Si en la Argentina de las sacudidas permanentes la anormalidad es un dato cultural casi constitutivo -por lo menos hasta que estalla-, también la normalidad tiene mucho de anormal. La etapa de estabilización económica e institucional iniciada con la salvajada devaluadora de Duhalde y consolidada por el gobierno de Néstor Kirchner en términos de reposicionamiento de la autoridad del Estado, revalorización de la política, crecimiento económico y mayor inclusión social, llevaron hace casi tres años a un tipo de normalidad casi indiscutida.
Indiscutida al menos en relación con los tiempos de los saqueos, cacerolazos, el ascenso piquetero, el movimiento asambleario, el apogeo y muerte súbita de las propuestas de democracia directa. Para las miradas dominantes, casi equivalentes a decir mediáticas, pasa a ser normal un país en el que la protesta callejera cede, las elecciones se realizan, la economía crece y ahí está el único rasgo insólito: el crecimiento “chino” que mantiene mansos y en sus casas a los representantes de sectores económicos dominantes y a no pocos de las clases medias que antes protestaban.
Esta normalidad aparente es como la muerte final de todo aquello de lo que se venía: las asambleas, el estallido de las representaciones, el cuestionamiento de las instituciones y de las formalidades democráticas, el vaciamiento y la irrelevancia de los partidos, el Que se Vayan Todos. Y sin embargo todo eso no muere así de fácil, sigue latiendo en el subsuelo de la normalidad.
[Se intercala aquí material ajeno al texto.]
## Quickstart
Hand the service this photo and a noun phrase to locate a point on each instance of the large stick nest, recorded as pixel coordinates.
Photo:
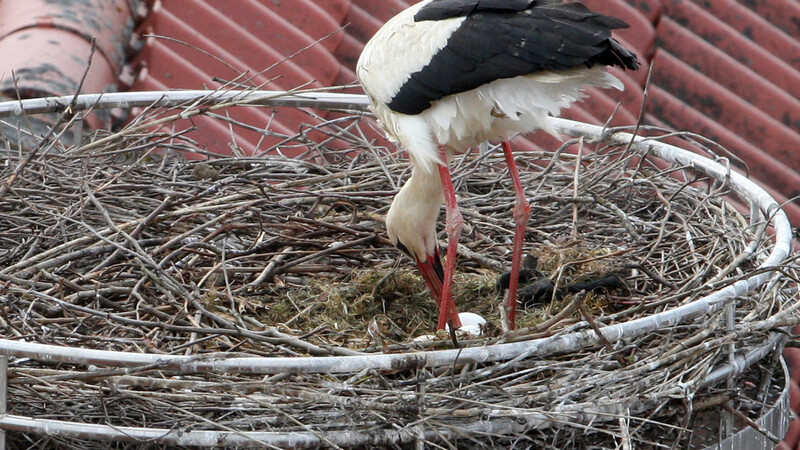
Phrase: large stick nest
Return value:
(119, 244)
Para un país cuya cultura política durante un siglo giró en torno de dictaduras militares y de dos grandes partidos que alguna vez fueron nacionales y populares, debería sorprender que tales partidos se hayan virtualmente licuado. No porque sea noticia sino por la profundización del fenómeno, debería llamar la atención que uno de esos partidos -el radicalismo-, tras arañar la extinción haya sufrido primero dos desgajamientos importantes y que sus despojos hoy estén partidos en tres.
Debería ser todavía noticia que el peronismo, terminado de vaciar por el menemismo y convertido poco después en una dificultosa confederación de clanes provinciales, esté también fragmentado en diversas ensaladas dispuestas a convivir y a candidatear ya sea a un Macri, a un Blumberg o a un Lavagna.
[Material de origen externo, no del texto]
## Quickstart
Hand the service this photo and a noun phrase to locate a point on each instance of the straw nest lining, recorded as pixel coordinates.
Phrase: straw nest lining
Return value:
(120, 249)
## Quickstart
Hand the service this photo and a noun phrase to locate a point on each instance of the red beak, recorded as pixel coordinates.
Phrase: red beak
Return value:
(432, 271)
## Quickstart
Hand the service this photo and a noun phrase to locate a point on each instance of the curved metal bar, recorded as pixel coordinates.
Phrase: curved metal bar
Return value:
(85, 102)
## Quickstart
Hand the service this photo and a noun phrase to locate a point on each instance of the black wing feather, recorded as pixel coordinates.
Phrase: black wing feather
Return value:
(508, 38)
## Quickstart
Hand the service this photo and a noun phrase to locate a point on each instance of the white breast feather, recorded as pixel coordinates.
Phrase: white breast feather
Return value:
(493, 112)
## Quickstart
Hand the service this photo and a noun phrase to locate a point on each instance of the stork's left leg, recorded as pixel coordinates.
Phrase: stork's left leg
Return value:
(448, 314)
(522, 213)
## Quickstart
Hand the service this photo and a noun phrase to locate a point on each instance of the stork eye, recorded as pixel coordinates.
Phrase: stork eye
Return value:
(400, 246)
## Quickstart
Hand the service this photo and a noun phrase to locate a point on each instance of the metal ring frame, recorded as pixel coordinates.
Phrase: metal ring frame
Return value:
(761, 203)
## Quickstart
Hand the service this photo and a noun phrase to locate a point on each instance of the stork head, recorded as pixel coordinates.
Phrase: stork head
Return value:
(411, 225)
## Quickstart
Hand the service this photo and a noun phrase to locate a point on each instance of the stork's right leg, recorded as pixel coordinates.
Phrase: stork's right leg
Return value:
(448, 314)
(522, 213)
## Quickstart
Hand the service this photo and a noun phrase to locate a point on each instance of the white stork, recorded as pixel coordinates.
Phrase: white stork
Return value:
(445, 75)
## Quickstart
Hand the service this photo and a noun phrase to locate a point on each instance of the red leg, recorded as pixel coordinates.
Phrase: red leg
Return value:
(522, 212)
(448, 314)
O que la derecha, a partir de circunstancias minúsculas, también apueste a loterías a la que te criaste. O que todos puedan ser candidatos multidistrito que discursean sobre la transparencia y las instituciones mientras esconden la baraja. O que el oficialismo apueste a un Scioli y sostenga minicaudillos que ya dieron lo peor de sí y apenas si alcanzan a repetirse.
Por la fuerza de los hechos, por voluntad, o por la ausencia de ella, se construyó una nueva realidad hecha con gran parte de lo viejo. Quizá eso explique que pudiera salirse tan rápido de las grandes convulsiones tanto como los límites del actual proceso. El éxito de la gestión gubernamental -quizá el temor de perder lo ganado- constituye su principal escollo: lo que sirvió para llegar hasta un punto es la más seria traba para ir más lejos, para remover las causas profundas de la implosión del 2001 y construir desde nuevas bases otros modos de representatividad y legitimación.
En esta encrucijada, cuyo punto de inflexión, por esas cosas de calendario y simbología, serán las próximas elecciones, asistimos a un minué de candidaturas que son, en sí mismas, el feo rostro de un país que ya no es.